William James says: “Habit diminishes the conscious attention with which our acts are performed.... Habit simplifies the movements required to achieve a given result, makes them more accurate, and diminishes fatigue.” In another work he says, “The more we exercise ourselves at anything, the fewer muscles we employ.”
The habits which are formed in golf, as in everything else in life in which either the mind or muscles are exercised, tend to become fixed, and therefore are difficult to change. Dr. Carpenter very aptly says, “We find ourselves automatically prompted to think, feel, or do what we have been accustomed to think, feel, or do under like circumstances without any consciously formed purpose or anticipation of results.” The rigid, fixed address of the average amateur is the hardest thing to change but it is no benefit, indeed is a decided hindrance, because it results in the player setting his muscles to accommodate his position in the address to a preconceived attitude.
In working out this idea on a number of my friends, I have found that waggling the club and twisting the body in the address are of great help, because they accomplish one thing of vital importance, and that is the relaxing of the various muscles of the body, which all golfers admit is wise. This is one thing, then, which we can readily see is progress. This, as a habit, is a very desirable one to acquire. The next thing it accomplishes is to educate a greater number of the muscles to the feel of the balance and poise of the body while in motion, instead of in repose. This is one step in sense education. The next is that, as the player is bringing more and more of his muscles into play, he learns to use some of these muscles which have never before entered properly into the delivery of the blow. The point where I find those players upon whom I have tried out the idea drift away from the benefit derived from an address in motion instead of an address in repose is that they will drift back to setting themselves when they put the club down behind the ball. It looks to them like a careless way of playing. It would be a careless way if it were done without an object. The object is to get the feel. The feel is no mysterious force or formula which will put a great strain upon the intellect, and, as a matter of fact, the attention need not be focused upon it at all. It takes care of itself, without one’s giving thought to it. It is a simple thing to learn to keep one’s balance while in motion, with the club making any sort of pendulum motion. The only thing about it is to do it, and the only thing to think about is to keep the head still while doing it. The ability to keep the head still at such times will gradually improve, because the player is acquiring the habit while in motion. The hardest part of it all is to eradicate from one’s mind all preconceived ideas of what he has been in the habit of believing is necessary to bring off the stroke. In my own case, I think of nothing. I ignore all my former idea of angles, etc., and how everything should look, and just waggle my club to get things loosened up. I do not think of the line, I do not think of the distance, but just look at the ball in an easy, superficial way, and as soon as I feel all my muscles are free and working, I make the stroke. If I feel any muscles setting, I make another waggle to “loosen,” and then swing at the ball.

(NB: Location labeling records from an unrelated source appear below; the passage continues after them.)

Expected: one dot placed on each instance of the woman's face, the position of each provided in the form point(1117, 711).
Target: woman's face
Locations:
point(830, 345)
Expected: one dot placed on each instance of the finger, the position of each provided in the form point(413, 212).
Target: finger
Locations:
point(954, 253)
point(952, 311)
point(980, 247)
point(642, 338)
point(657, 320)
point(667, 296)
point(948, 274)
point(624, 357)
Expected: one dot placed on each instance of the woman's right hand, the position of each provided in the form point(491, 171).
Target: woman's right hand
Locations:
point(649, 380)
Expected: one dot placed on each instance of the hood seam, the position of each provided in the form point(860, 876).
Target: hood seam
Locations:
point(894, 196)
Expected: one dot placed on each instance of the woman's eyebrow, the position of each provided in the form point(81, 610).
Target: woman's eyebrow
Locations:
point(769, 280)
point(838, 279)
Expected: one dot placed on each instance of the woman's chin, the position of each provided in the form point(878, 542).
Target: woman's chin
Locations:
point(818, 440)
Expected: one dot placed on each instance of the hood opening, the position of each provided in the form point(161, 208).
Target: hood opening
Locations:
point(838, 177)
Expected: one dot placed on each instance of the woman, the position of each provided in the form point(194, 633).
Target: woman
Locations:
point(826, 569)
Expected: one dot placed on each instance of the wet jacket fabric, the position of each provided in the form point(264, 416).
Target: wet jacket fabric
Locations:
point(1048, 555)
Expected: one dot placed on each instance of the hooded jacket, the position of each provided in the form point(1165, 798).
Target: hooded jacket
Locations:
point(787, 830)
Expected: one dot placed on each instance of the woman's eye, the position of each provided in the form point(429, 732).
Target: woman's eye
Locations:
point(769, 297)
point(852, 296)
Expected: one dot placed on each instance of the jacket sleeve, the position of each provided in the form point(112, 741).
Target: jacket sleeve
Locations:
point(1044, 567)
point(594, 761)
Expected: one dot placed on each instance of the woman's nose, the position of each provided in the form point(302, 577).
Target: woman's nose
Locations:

I have noticed in trying out this idea upon my friends that they learn to waggle fairly well, but do not seem to grasp the importance of getting the gentle play of the body into the preliminary waggle. Through habit they feel they must do the waggling with the club while the secret of the greatest benefit is to get the preliminary feel as well distributed over all the muscles of the body as possible. If this is done successfully, the player will use those muscles which he has just exercised, and will not have to make so great a conscious effort with one set of muscles which he has been keeping in action to overcome another set which he has been keeping in repose.
The point to remember is that skill is acquired gradually by any method, and the player can confidently hope to make progress every month through sense education. The majority of players fail to become as skilful as it is well within their ability to become because they kill off any chance of learning or make it extremely difficult to learn by making a mental process of golf instead of a physical exercise. The brains should be in the finger-tips and muscles.